In some ways it is less like the Al Qaeda of 2001 than like the Al Qaeda of the mid-1990s, before it was able to build up organizationally with a base of operations in Afghanistan. It is best understood as a radical ideology loosely inspiring a disparate and very decentralized set of localized Islamist extremist organizations.
For some terrorism experts, Al Qaeda as an organization simply no longer exists. Its Afghan training and indoctrination sites are gone. Key leaders have been killed or captured, or are on the run. Yet Al Qaeda as an ideology of global confrontation and jihad, "struggle" or "holy war," still exists.
"That is why I speak of 'Al Qaedaism' as more of a factor today than Al Qaeda," says Magnus Ranstorp of the Center for the Study of Terrorism and Political Violence at the University of St. Andrews in Scotland.
Osama bin Laden, still at large, founded the organization in 1988, along with Mohammed Atef (aka Abu Hafs al-Masri), an Egyptian who was killed in a US airstrike in Afghanistan. The group has a shura, or consultative council, the composition of which is unknown. But some of the people "most wanted" for organizing operations under Al Qaeda's name or ideology, such as Abu Musab al-Zarqawi, are not believed to be part of any centralized leadership.

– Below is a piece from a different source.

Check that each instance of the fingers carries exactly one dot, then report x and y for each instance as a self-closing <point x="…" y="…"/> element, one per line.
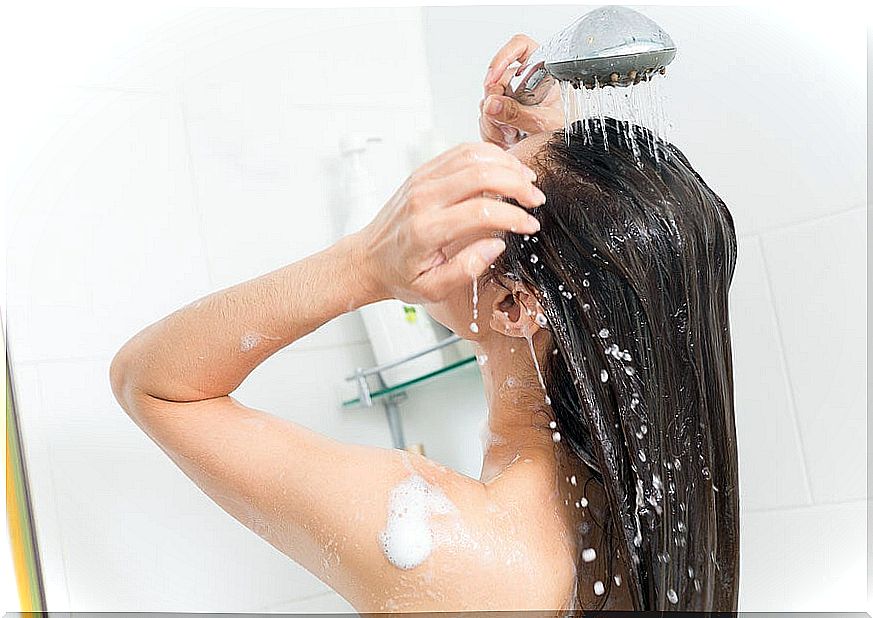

The Al Qaeda leadership may maintain some command-and-control capability from suspected locations in or near Pakistan - despite Pakistani President Pervez Musharraf's recent declaration about a smashed Al Qaeda. One possible example: In a tape released June 17 by the Arab television network Al Jazeera, Al Qaeda No. 2 Ayman al-Zawahiri called for revenge against Britain for allying with the US. Some experts believe such tapes are directives to proceed with an operation. In any case, the London bombings soon followed.
For Islamist militants, the long-term objective is an Islamic superstate, or caliphate. Narrower objectives include the end of the state of Israel and toppling secular Middle Eastern regimes like Egypt's. It is an article of faith that the US and all secular Western states stand in their way, and weakening those states is seen as positive for all their objectives.
The global jihad has long named two types of targets: the "near enemy" (Israel or secular Arab regimes) and the "far enemy" - America and its allies. Zawahiri was always more interested in the "near enemy" that stood in the way of an Islamic state in his homeland, Egypt. Bin Laden was more interested in the "far enemy," because he felt success could not be achieved closer to home until US financial and military backing for these regimes was eroded. When Zawahiri merged his Egyptian Islamic Jihad with Al Qaeda in 1998, the two trends were brought together.